Cultures: Pleurochrysis carterae cultures were maintained in exponential growth phase under axenic conditions in semi-continuous batch culture using L1-Si media prepared on 0.2 um-filtered, UV-sterilized, autoclaved seawater. Cultures were acclimated to one of three pCO2 treatments for > 9 generations before experiments were performed. Cultures were maintained in an incubator at 16.5 +/- 0.5 deg C and 470 umol photons/m-2/s PAR.
pCO2: Carbonate chemistry was manipulated by bubbling cultures and prepared media with 500 mL/min with 0.2 um-filtered 280, 380, or 750 ppm pCO2 air. The pCO2 levels of the treatment air were established using two mass flow controllers (Aalborg, Orangeburg, NY, USA) for each treatment to precisely mix in-house compressed air and pure CO2 (Maine Oxy, Auburn, ME, USA). The in-house compressed air was stripped of CO2 to less than 10 ppm CO2 using a Puregas VCD CO2 Adsorber (Puregas, LLC, Broomfield, CO, USA). The pCO2 of the gas mixtures was stable to +/- 8 ppm. pCO2 values of the cultures may be different than the target levels due to biological activity.
Dissolution of existing coccoliths: Coccoliths were dissolved by 1.75 M HCl to drop the pH to 5.5 for 2 min. Following the dissolution (de-lithing), 1.75 M NaOH was added to bring the pH back to the respective starting pH. Dissolution of coccoliths was immediately confirmed by looking at the cells under cross-polarized light microscopy to verify the absence of birefringence indicative of CaCO3. Dissolution was further confirmed by filtering the acidified/neutralized sample onto a 0.4 um polycarbonate filter. Filters were mounted on stubs, sputter-coated with gold using a Denton Desk IV sputter coater (Denton Vacuum, Moorestown, NJ, USA), and imaged on a Zeiss Supra25 field emission scanning electron microscope (Carl Zeiss Microscopy, LLC, Thornwood, NY, USA). At least 15 cells per sample were imaged and the number of coccoliths/cell was manually counted to determine the number of coccoliths that remained after the acidification/neutralization dissolution step.

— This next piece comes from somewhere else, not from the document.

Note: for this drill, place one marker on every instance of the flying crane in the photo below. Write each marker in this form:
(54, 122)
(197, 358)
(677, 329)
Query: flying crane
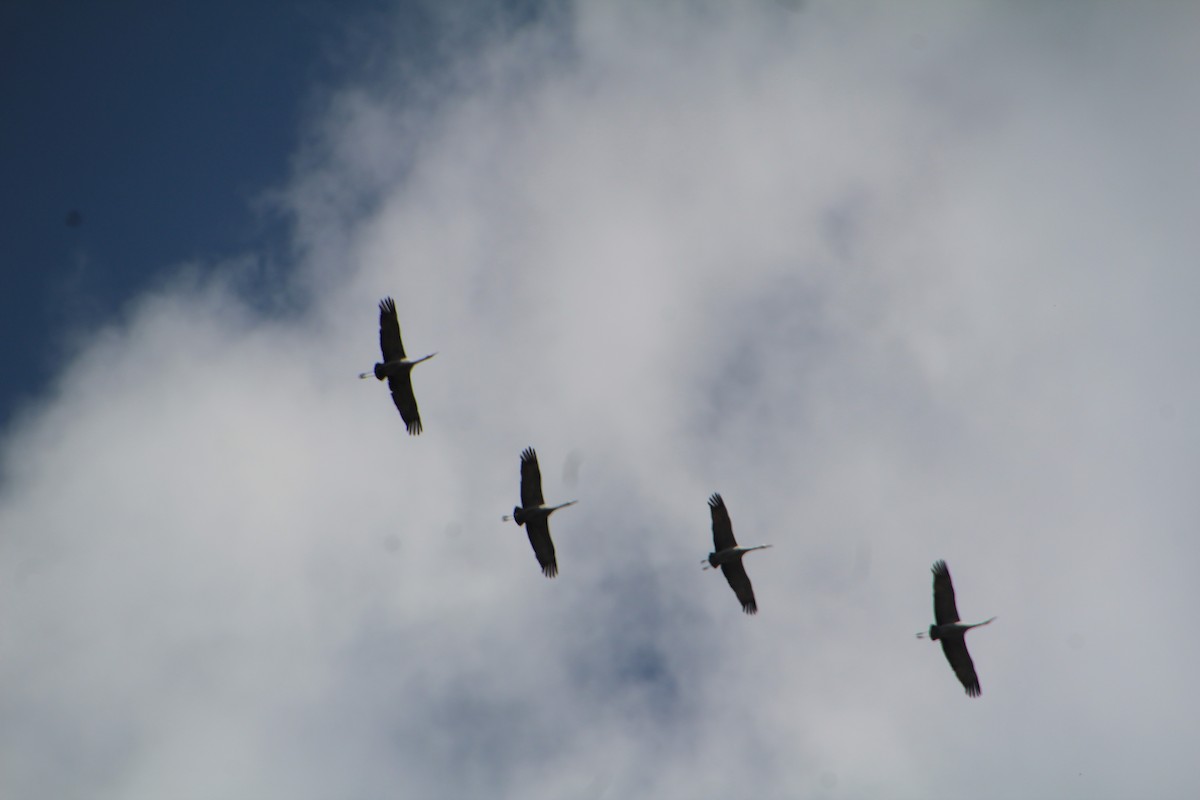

24 h incubation in either light or dark conditions: To determine the number of coccoliths formed (as a proxy for calcification rate) in 24 h in either light or dark conditions, for each pCO2 level, 15 mL of de-lithed culture were added to 8 scintillation vials. Three vials were ‘light’ replicates, three vials were ‘dark’ replicates, and two vials were poisoned with buffered formalin to serve as a ‘light’ blank and a ‘dark’ blank. Dark replicate and blank vials were covered in black aluminum foil and all vials were incubated together for 24 h in an incubator set at 16.5 +/- 0.5 deg C and 470 umol photons/m-2/s PAR on a 14-10 h light-dark cycle. The experiment was timed to start when the lights in the incubator turned on in the morning, thus the ‘light’ replicates were exposed to light for 14 of 24 h.
Determination of attached coccoliths: Coccolith formation was assessed by counting the number of coccoliths formed during the incubation period. After the 24 h incubation period, each replicate and blank vial was filtered onto a 0.4 um polycarbonate filters. Filters were mounted on stubs, sputter-coated with gold using a Denton Desk IV sputter coater (Denton Vacuum, Moorestown, NJ, USA), and imaged on a Zeiss Supra25 field emission SEM (Carl Zeiss Microscopy, LLC, Thornwood, NY, USA). At least 15 cells per replicate were imaged and the number of coccoliths/cell was manually counted. The counted coccoliths represented calcification during the 24 h incubation period and the average number of coccoliths per cell for each replicate and blank is reported.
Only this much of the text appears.